人をののしったり、傷つけたり、本来自然界にはないようなモノを生み出したりすることもできる。言葉によって争いが生まれ、言葉が人を殺し、言葉によって自信や創造性が奪われる。こういう使い方をぼくらはすることもできるのだ。
 通常の感覚を持っている人であれば、自分はそういったひどい言葉を意図的に使うようなことはないと思うかもしれない。しかしそれは自分を過信しすぎだ。ぼくらは正しいことだと思い込んで発している言葉に支配されていることだってあるからだ。
戦争とは正義と悪が戦っているわけではなく、それぞれの正義がぶつかっているのだということは、もはや例を引き出さなくてもわかることだと思う。
 ぼくらが暮らしている産業化社会というのはまさにシステムの賜物だ。ぼくらは毎日食べるものをどこかで買ってくる。誰かが作り、誰かが加工して、誰かが運んできてくれて、誰かが並べて値段をつけてくれたものを、購入するという選択だけで済むのは、そういうシステムを作ったからだ。もしぼくらが自然の中で一から食料を採取しなければならない状況になったとすれば、それはやることが膨大に出てくるだろう。一回の食事のときに食卓に並べられる料理をもし自分で集めてくるとすればどれほどのことをせねばならないのか。
 米を育てて収穫し精米する。野菜を育てる。獣と取り解体する。海から塩を取る。胡椒を育ててすりつぶす。植物や動物から油を取って漉す。それだけではない。水を汲む、器を作る、箸を削るなど膨大な労働が裏側にあるのだ。それをお金というシステムが便利にしてくれていると捉えることもできる。
 もしお金というシステムがなければ個人の能力が非常に重要になってくる。獣を取るのがうまい人は肉をたくさん食べれるし、そうでない人は肉はあまり食べることができない。獣を取るのはうまくても野菜を育てるのが下手であれば肉ばかり食べることになる。自分の能力を磨くことが具体的な死活問題や幸せに直結する。
 だから人間はそういうことをしなくてもいいようにシステムを生み出した。獣を取るのがうまい人と野菜をつくるのがうまい人が協力し合えば、互いに交換して両方食べることができるのだ。それは便利で素晴らしいアイデアだったに違いない。獣を取るのが苦手な人でも肉を食べることができるのは、そうしたシステムのおかげだ。今でもぼくらはその延長線上にいる。社会の中で自分が何かをする代わりに、誰かに何かをしてもらってぼくらの暮らしは成り立っているのだ。そうした信用の証としてお金を共通のシステムを作ったはずだった。

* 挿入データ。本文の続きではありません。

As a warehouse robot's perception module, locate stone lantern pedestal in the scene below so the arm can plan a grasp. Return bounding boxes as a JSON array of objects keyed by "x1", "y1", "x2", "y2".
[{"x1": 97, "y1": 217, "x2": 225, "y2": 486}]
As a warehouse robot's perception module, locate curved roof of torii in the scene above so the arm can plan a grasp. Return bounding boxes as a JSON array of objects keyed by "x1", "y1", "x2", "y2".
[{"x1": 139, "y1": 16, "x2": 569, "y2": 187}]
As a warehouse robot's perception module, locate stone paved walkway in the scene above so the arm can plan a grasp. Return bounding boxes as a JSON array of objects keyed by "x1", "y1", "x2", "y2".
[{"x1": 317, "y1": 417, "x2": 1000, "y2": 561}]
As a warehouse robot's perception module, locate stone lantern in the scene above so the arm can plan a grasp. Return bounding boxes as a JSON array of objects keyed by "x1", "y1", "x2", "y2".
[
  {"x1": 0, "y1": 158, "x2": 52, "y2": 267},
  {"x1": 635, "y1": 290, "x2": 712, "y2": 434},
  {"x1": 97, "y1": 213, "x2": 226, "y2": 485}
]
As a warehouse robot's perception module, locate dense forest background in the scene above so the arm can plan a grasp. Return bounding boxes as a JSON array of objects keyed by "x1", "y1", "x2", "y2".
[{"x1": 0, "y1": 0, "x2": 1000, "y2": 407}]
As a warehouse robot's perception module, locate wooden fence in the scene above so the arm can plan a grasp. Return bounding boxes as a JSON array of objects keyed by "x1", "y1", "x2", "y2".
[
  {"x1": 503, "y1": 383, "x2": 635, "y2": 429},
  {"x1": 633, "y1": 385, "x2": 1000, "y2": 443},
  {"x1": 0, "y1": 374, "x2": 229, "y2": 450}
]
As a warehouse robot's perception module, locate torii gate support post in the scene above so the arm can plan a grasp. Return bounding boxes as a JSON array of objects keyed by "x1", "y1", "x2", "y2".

 しかし便利になると思って作ったシステムは、使い方を誤ると簡単に当初の目的と逆の方向へ作用し始める。ぼくらは自分ができないことと自分にできることを互いに交換して、協力するためにこのシステムを生み出したはずなのに、そのことを忘れている。
 逆にお金というシステムがあることでいかに不便な思いをしたり、能力や創造性を下げてしまっていることがあるだろうか。お金がないと何もできないと思い込んでしまい、お金があれば信用を得られると思いこんでいる。お金を稼ぐために人と競争し、お金を稼ぐための能力だけを磨いているうちに、自分が誰かに提供できるものは何かを見失ってしまう。
 今は例としてお金というシステムや道具を挙げたが、それはもちろんそれだけではないし、ましてやお金というシステムが悪いということを言っているわけではない。自分が支配化においてつかっていたはずの道具やシステムに、ぼくらはいつの間にか支配されてしまっていることもある。しかもそれは気付かない間にその支配関係が逆転していることがあるのだ。
 今の時代はそれがもっと見えにくくなっている。なぜならば今や地球上に文明は一つしかなく、それを相対化してくれるような"まなざし"がそこにないからだ。だが希望がないと思う必要はない。システムや道具ではなく自然の一部であるぼくらは、内なる声に耳を傾けることが今こそ必要なのだ。システムや道具は所詮人間が作った不完全なものだ。それは経済であっても政治であっても法律であっても芸術であっても宗教であっても、本質的には何も変わらない。大事なのはちゃんと自分の中の自然や本能に耳を傾けて、道具やシステムから支配を取り戻すことだ。そのための方法は実はたくさんあるのだが、それがまずは見えるかどうか。